What is more frightening, however, are the results of various studies that have shown that pollution has a direct physical affect that may cause an increase in criminal behavior. A study from the University of Lagos in Nigeria has shown that the conversion of environmentally fragile areas into urbanized zones with poor infrastructure has resulted in an increased poverty and crime rate due to pollutants that were found in the community’s drinking water and breathing air. A similar study released by NATO suggests that the human brain is being damaged by pollutants and that people exposed to certain chemicals experience an increase in anti-social and socially damaging behavior (which is what crime essentially is). A paper jointly published by the American FBI and the Environmental Protection Agency (EPA) suggests that high levels of copper, lead, and manganese, which are common pollutants found in the Philipsburg landfill, have caused the breakdown of inhibition mechanisms in the brain that can cause violent urges to be inadequately controlled. What is sad is that the people most affected by these chemicals are adolescents and pre-adolescents who, coincidentally or not, commit a majority of criminal acts on St.
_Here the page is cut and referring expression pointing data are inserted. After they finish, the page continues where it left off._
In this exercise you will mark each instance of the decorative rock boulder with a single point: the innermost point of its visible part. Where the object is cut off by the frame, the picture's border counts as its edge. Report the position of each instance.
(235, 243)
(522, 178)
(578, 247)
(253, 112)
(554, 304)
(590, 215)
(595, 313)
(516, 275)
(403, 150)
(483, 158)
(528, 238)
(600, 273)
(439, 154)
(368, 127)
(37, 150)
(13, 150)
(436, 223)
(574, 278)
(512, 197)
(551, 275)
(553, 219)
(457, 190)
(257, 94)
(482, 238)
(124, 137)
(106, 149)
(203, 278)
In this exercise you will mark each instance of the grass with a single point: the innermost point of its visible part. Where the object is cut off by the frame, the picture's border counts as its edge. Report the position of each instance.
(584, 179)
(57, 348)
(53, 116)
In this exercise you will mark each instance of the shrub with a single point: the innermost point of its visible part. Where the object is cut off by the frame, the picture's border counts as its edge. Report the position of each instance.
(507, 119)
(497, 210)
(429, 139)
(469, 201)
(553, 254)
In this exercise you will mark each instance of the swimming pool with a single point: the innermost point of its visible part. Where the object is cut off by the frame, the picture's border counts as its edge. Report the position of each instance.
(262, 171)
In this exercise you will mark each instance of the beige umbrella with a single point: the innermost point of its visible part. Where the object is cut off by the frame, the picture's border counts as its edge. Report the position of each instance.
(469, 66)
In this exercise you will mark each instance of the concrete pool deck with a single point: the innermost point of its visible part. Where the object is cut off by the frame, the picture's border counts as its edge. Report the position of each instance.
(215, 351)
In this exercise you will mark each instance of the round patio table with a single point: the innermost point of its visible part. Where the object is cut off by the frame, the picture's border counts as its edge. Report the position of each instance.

Maarten.

Even if one were to disregard the effects mentioned above, it is a simple fact that history, culture, lifestyle, and stages of development of a social group, society, or nation are exclusively or largely governed by the health of its environment and by the opportunities and support that it provides to its youth. Do we then, as a growing nation, want our national identity to be developed amidst the status quo? If we, as a people, continue to make ill-informed decisions regarding the protection of our Environment and the development of our Youth we cannot expect to start to begin to cure the social ills that we face. A human being simply needs fresh air, clean and clear water and sufficient green to function to his or her full potential, and we need to function to our full potential if we want to properly function as a country. What we are doing now is essentially trying to study for the most important exam of our lives sitting at a dirty and cluttered desk. We cannot focus because we are faced with so many issues that are interrelated and interconnected.

We have lost a great man and we are all saddened by his passing. But please, let all of this pain not be in vain. Let us remember our dearly beloved by changing some of the societal ills which we face, something which he did every day of his much to short life when he put on that uniform. Let us focus on involving our youth, in making them feel as if this island is theirs to conserve and protect for the generations coming after them. Let us leave this be the catalyst for a newly changed Sint Maarten.